Addition by Adopting Carbon Credit Receipt of Earlier Years is Baseless against Cannons of Taxation: ITAT [Read Order]

Carbon Credit - ITAT - Taxscan

In a significant ruling regarding taxation of receipts of carbon credit, the Income Tax Appellate Tribunal (ITAT), Bangalore has held that the addition made by adopting receipt from carbon credit of earlier years as the income of relevant assessment year is without any basis and is against the cannons of taxation.

The assessee had shown carbon credits of Rs.135.46 lakhs under the head “Revenue from Operations” for the earlier year ended 31.03.2011. However, for the previous year ended 31.03.2012, relevant to the year under consideration i.e., Assessment Year 2012-13, the assessee has not shown any carbon credit under this head. The assessing officer made an addition of Rs.1,35,45,905/- towards Carbon Credit shown as outstanding as on 31.12.2011 but not shown as outstanding as on 31.12.2012, and therefore adding the same to the income of the assessee.

During the proceedings, the assessee maintained that there has been no receipt or accrual of carbon credit during the year under consideration.

In order to address the issues relating to pollution and global warming, the member countries of UN have committed to the Kyoto protocol to limit and reduce greenhouse gas emissions. Countries which control emissions are allotted carbon credits which is a tradable certificate representing the right to emit one tone of carbon dioxide. A reduction in emissions entitles the entity to a credit in the form of a Certified Emission Reduction (CER) certificate which is granted by a Board sponsored by the UN projects in developing countries.

The Tribunal was of the view that the right course of action for the AO was to examine and test the claim of the assessee that there was no receipt on accrual of carbon credit during the year under consideration; i.e., in the Financial Year ending 31.03.2012. In case the AO has found that there has been receipt / accrual of carbon credit, then the AO should have quantified such receipt / accrual.

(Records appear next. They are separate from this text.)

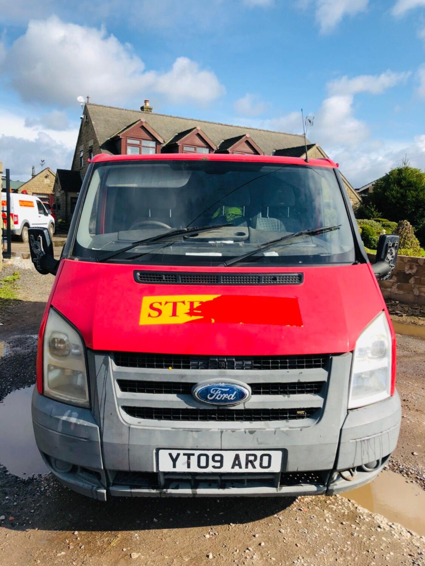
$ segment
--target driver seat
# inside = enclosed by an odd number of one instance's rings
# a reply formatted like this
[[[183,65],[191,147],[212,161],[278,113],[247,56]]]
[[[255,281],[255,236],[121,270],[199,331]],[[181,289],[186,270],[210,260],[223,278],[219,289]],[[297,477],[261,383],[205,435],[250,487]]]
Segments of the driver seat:
[[[177,208],[173,191],[157,188],[153,192],[149,191],[143,195],[138,204],[139,206],[132,215],[133,222],[130,226],[147,220],[156,220],[171,225],[171,219],[175,216]]]

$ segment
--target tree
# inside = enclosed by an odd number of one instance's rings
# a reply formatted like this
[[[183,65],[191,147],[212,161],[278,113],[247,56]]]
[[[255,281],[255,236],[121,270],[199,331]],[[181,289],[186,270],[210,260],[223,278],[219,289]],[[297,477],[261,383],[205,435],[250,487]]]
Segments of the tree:
[[[425,237],[425,173],[420,169],[392,169],[375,182],[370,199],[385,218],[408,220],[419,238],[422,233]]]

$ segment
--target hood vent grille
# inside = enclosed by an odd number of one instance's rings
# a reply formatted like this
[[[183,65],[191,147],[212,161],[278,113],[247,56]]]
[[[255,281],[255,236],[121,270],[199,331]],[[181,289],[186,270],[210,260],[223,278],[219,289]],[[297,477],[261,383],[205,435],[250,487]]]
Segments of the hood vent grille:
[[[303,273],[192,273],[135,271],[137,283],[163,285],[300,285]]]
[[[121,367],[152,370],[308,370],[322,368],[329,356],[208,356],[188,354],[149,354],[115,352],[115,364]]]

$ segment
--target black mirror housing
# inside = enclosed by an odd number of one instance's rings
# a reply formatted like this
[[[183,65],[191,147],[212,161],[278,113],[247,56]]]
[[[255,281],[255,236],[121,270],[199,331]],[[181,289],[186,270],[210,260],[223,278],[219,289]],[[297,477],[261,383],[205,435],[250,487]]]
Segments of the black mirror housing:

“Thereafter, the AO should have examined whether such carbon credit was capital in nature or revenue income in nature. While making such a determination, the AO has to consider the judicial pronouncements rendered in this regard by various courts / Tribunals. In case he finds that the cited decisions are not to be followed, he should render a finding as to why those decisions are not to be followed. A cursory statement brushing aside their applicability to the issue at hand on the ground that the cited decisions are not pertaining to his jurisdiction is not tenable. In the absence of the above, the addition made by the AO on account of non-existent income from carbon credits in the year under consideration is not at all acceptable. We observe that the AO has not even rendered a finding that the income from carbon credits has actually been received by or accrued to the assessee. Adopting the figure of carbon credits of the earlier year and assuming / presuming the same as the assessee’s income in the year under consideration as income from carbon credit is absolutely baseless, untenable, unacceptable and is contrary to all cannons of taxation,” the Tribunal observed.